Hi Lyndsey! I'm not at wfi but I'm in Swansea too. I'm currently having IVF at Crgw just outside Cardiff. Welcome, and good luck! If you need any local support just let me know


----------



## MISSJANEO (Sep 18, 2015)

Hi Lydney im in Swansea aswel.

I was referred by my GP after trying unsuccessfully for over a year to neath port talbot. it's taken 2 years to have blood tests, ultrasounds and most recently lap & dye. 

I had my lap & dye 2 weeks ago and found out I have unicornuate uterus which is a birth defect.

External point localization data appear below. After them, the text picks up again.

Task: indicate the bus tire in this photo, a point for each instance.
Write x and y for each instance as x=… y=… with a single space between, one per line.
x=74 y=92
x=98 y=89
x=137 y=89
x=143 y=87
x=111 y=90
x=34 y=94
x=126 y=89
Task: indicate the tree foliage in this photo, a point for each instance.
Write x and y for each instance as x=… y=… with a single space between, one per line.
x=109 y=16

I'm basically missing the left 1/2 of my uterus and they said I might only have 1 kidney. 

They broke this news when I had just come around from anesthetic so was unable to really process it or ask any questions. obviously this was a big shock to me as I was preparing myself for endo,cysts etc and this is apparently rare.

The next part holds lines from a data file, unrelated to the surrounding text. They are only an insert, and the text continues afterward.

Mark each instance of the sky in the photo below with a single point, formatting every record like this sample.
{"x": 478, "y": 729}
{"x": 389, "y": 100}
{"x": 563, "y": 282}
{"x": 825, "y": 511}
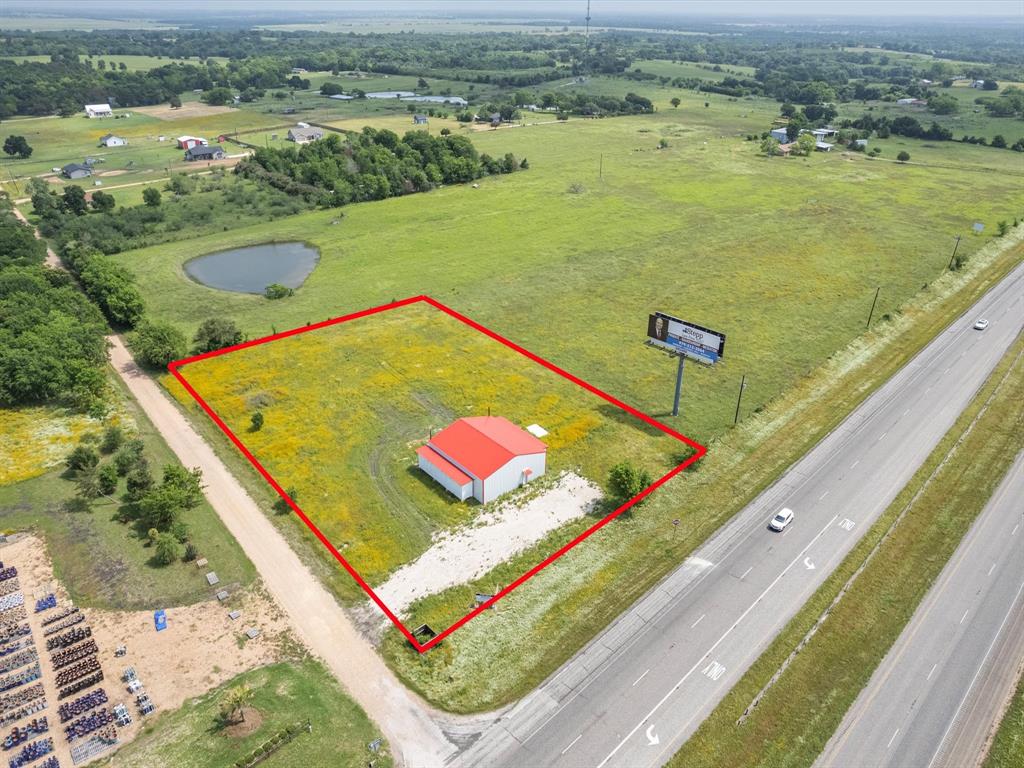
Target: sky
{"x": 542, "y": 9}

I was expecting a follow up appointment within few weeks to discuss this with consulrant but the next available appointment they have for me is 10th May. Now I'm really deflated as it's another 6 months before I hear anything.


----------



## Welshsweetie (Nov 14, 2015)

Hi girls 
I'm in Swansea too but am using Crgw . I start this week !!!!!
Feeling nervous but excited fingers crossed for you all. It's my first Ivf cycle so feeling really apprehensive xx


----------



## Welshsweetie (Nov 14, 2015)

pollita said:


> Hi Lyndsey! I'm not at wfi but I'm in Swansea too. I'm currently having IVF at Crgw just outside Cardiff. Welcome, and good luck! If you need any local support just let me know


Hi I'm also at Crgw starting my Ivf cycle end of this week . I'm on short protocol . Good luck to you xxx


----------



## sfj (Jan 10, 2016)

Hi ladies, I'm from Swansea too but I'm with LWC. Just been accepted as an egg donor so waiting to be paired up now. Hope everyone is well. Xx


----------



## pollita (Feb 23, 2011)

Welshsweetie said:


> pollita said:
> 
> 
> > Hi Lyndsey! I'm not at wfi but I'm in Swansea too. I'm currently having IVF at Crgw just outside Cardiff. Welcome, and good luck! If you need any local support just let me know
> ...


Welcome! Don't be nervous or apprehensive, I promise you it's fine and there's nothing to worry about  I was a mess going through my first IVF because I didn't know what to expect or really what was happening but it's fine. The ladies (and men!) at CRGW are fantastic and will answer any questions you may have. If you want a chat at all just send me a message! I'm more than happy to help x

And welcome again SFJ - welcomed you on the other thread too x


----------



## Welshsweetie (Nov 14, 2015)

pollita said:


> Welshsweetie said:
> 
> 
> > pollita said:
> ...


----------



## pollita (Feb 23, 2011)

The waiting can definitely be awful! I'm currently waiting for my treatment planning appointment for cycle 2. My first attempt was successful but unfortunately I had a miscarriage, but still holding onto the hope that it worked otherwise  

Wishing you all the best - I'm sure you'll be great x


----------



## Welshsweetie (Nov 14, 2015)

pollita said:


> The waiting can definitely be awful! I'm currently waiting for my treatment planning appointment for cycle 2. My first attempt was successful but unfortunately I had a miscarriage, but still holding onto the hope that it worked otherwise
> 
> Wishing you all the best - I'm sure you'll be great x


Sorry about your miscarriage fingers crossed for your second cycle! Were you in short or long protocol? How did you find the side effects? Hope you don't mind me asking


----------



## pollita (Feb 23, 2011)

Of course I don't mind! I was on long protocol and to be honest I felt great haha. A lot of people say that they get headaches and night sweats, discomfort etc but I felt so much better than I usually do. Just take it easy, drink lots and lots (and lots!) of water. I also feasted on Atkins bars daily as they are very high in protein and it all helps to fight off OHSS. I also used a hot water on my belly as much as I could during stims. Not for any discomfort but there's a myth/idea that it helps to grow the follicles. Not sure if there's any truth in it but it certainly didn't do any harm (I got 19 eggs in the end!)


----------



## Welshsweetie (Nov 14, 2015)

pollita said:


> Of course I don't mind! I was on long protocol and to be honest I felt great haha. A lot of people say that they get headaches and night sweats, discomfort etc but I felt so much better than I usually do. Just take it easy, drink lots and lots (and lots!) of water. I also feasted on Atkins bars daily as they are very high in protein and it all helps to fight off OHSS. I also used a hot water on my belly as much as I could during stims. Not for any discomfort but there's a myth/idea that it helps to grow the follicles. Not sure if there's any truth in it but it certainly didn't do any harm (I got 19 eggs in the end!)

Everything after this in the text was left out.